Hiperism Consulting Course HC2

HiPERiSM's Course HC2

HiPERiSM - High Performance Algorism Consulting

Course HC2: OpenMP Training for Parallel Computing

image2.gif (13629 bytes)

Prerequisites:

This course is intended for experienced Fortran and ANSI C programmers who have used serial platforms from workstations to mainframes. A knowledge of programming vector Supercomputers would be an advantage but is not required. No prior knowledge of programming parallel computers is assumed, but those experienced in message passing paradigms will have a head-start in applications development under OpenMP.

Objectives:

This training course primarily intends to introduce OpenMP to programmers who have no prior experience in parallel computing. As a secondary objective, the target audience also includes those with a background in vector processing systems, RISC workstations, or simply MPI programmers who wish to understand the OpenMP paradigm and learn how to use it. It is anticipated that this approach complements other approaches (1-4) to introducing the OpenMP Language Standard (5) to applications developers. The course teaches participants how to write parallel fortran codes using the OpenMP programming paradigm. The implementations include Shared Memory Parallel (SMP) platforms from workstations to large SMP high performance computers. Special attention is devoted to issues related to porting legacy code to SMP OpenMP implementations.

Duration:

2 days organized as follows:

Day	Period	Chapter	Topic
1	AM	1 2 3 4	Porting legacy code to parallel computers Parallel programming concepts Models, Paradigms, and Styles The OpenMP Paradigm of Parallel Programming
1	PM	5	OpenMP Language Specification
2	AM	6 7	Examples and Exercises Case studies 1 to 7
2	PM	8 9	Case 8: The Princeton Ocean Model Using OpenMP

Format:

The course is contained in a course work book format that is intended for use in one of three ways:

Class room presentation,
Self-paced study,
As a reference.

For options (a) and (b) the course workbook is accompanied by a syllabus.

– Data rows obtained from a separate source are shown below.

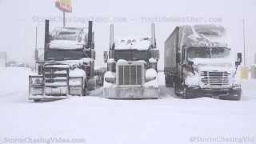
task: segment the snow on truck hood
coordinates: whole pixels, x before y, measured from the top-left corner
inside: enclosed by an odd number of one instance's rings
[[[194,68],[198,71],[228,71],[233,73],[235,61],[229,58],[190,58]]]
[[[70,40],[54,40],[50,43],[50,49],[82,49],[85,42]]]
[[[221,25],[187,25],[182,26],[181,45],[230,46],[231,37]]]
[[[114,40],[115,50],[148,50],[151,46],[150,37],[117,37]],[[128,43],[130,40],[131,43]],[[122,41],[124,41],[122,42]]]

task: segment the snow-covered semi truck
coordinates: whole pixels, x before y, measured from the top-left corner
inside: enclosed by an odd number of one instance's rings
[[[183,98],[240,100],[242,54],[234,57],[226,30],[219,25],[177,26],[165,42],[166,86],[174,86]]]
[[[29,99],[63,99],[98,88],[92,22],[88,27],[58,27],[46,21],[44,60],[30,76]]]
[[[104,51],[107,63],[103,97],[113,99],[158,98],[158,61],[155,25],[151,36],[114,37],[110,26],[109,51]]]

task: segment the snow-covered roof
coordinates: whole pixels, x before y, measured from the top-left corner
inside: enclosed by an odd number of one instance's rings
[[[69,65],[69,66],[81,66],[83,64],[82,60],[65,60],[65,61],[47,61],[45,66],[50,66],[50,65]]]
[[[181,26],[182,41],[180,46],[226,46],[230,45],[227,29],[221,25],[186,25]]]
[[[94,61],[93,58],[83,58],[81,59],[83,62],[90,63],[92,61]]]
[[[107,60],[107,63],[114,63],[114,62],[115,62],[115,61],[114,58],[110,58]]]
[[[151,46],[151,38],[148,36],[126,36],[114,38],[115,50],[148,50]]]
[[[156,63],[156,62],[158,62],[158,61],[157,61],[156,59],[154,59],[154,58],[151,58],[149,60],[149,62],[150,62],[150,63]]]

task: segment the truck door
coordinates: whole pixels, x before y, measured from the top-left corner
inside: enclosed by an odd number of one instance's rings
[[[185,61],[185,46],[182,46],[181,52],[181,64],[184,63]],[[183,67],[178,63],[178,78],[181,81],[181,82],[183,82]]]

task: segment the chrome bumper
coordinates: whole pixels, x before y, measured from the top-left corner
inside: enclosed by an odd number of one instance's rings
[[[158,87],[110,87],[103,88],[103,98],[110,99],[158,98]]]
[[[33,78],[42,78],[41,84],[33,84]],[[29,76],[29,100],[33,99],[65,99],[74,96],[83,95],[83,78],[82,77],[68,77],[70,78],[80,79],[80,84],[70,84],[56,86],[46,86],[43,76]]]

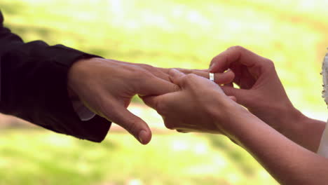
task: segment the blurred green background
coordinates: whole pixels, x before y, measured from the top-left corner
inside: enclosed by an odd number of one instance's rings
[[[322,120],[327,6],[326,0],[0,2],[5,25],[25,41],[62,43],[118,60],[206,69],[228,47],[242,46],[273,60],[294,105]],[[130,109],[153,128],[147,146],[116,127],[95,144],[8,126],[21,121],[1,116],[0,125],[7,126],[0,129],[0,184],[277,184],[224,137],[167,130],[137,99]]]

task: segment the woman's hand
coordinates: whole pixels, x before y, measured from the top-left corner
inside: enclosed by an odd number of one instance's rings
[[[179,70],[208,76],[207,70]],[[177,86],[170,81],[168,71],[114,60],[84,59],[71,67],[68,88],[73,97],[81,100],[89,109],[122,126],[145,144],[151,138],[149,128],[126,108],[135,95],[160,95],[174,92]],[[233,77],[232,71],[215,74],[215,82],[230,83]]]
[[[175,92],[142,97],[146,104],[162,116],[169,129],[227,135],[230,127],[227,125],[233,117],[240,111],[248,112],[207,78],[185,75],[175,69],[170,74],[171,81],[177,85]]]
[[[279,132],[286,134],[287,130],[291,126],[294,129],[304,118],[288,99],[270,60],[234,46],[213,58],[210,71],[220,72],[228,69],[234,72],[233,82],[240,89],[225,85],[222,87],[224,92],[235,96],[237,102]]]

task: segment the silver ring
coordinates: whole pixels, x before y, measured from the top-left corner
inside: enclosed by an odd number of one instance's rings
[[[214,81],[214,73],[210,73],[210,80],[211,81]]]

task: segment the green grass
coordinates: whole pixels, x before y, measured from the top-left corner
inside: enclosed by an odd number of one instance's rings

Some fundamental design principles in developing the course material and work book are:

Orderly build-up of knowledge of parallel language paradigms and hardware before entering into the details of OpenMP.
Separation of the description of how to use the OpenMP language from explanation of parallel work scheduling, data dependencies, recurrences, and memory models.
Separation of the discussion of OpenMP directives and clauses and the itemization of the directives and clauses in simple comprehensible formats.
Providing examples and case studies that can be immediately compiled and executed on an OpenMP host system, and also compared to MPI equivalents.

The workbook includes all source code, sample input, output, and make files needed to compile and execute all programs discussed in the text.

Review of Sections:

The training workbook is arranged into ten Sections described as follows.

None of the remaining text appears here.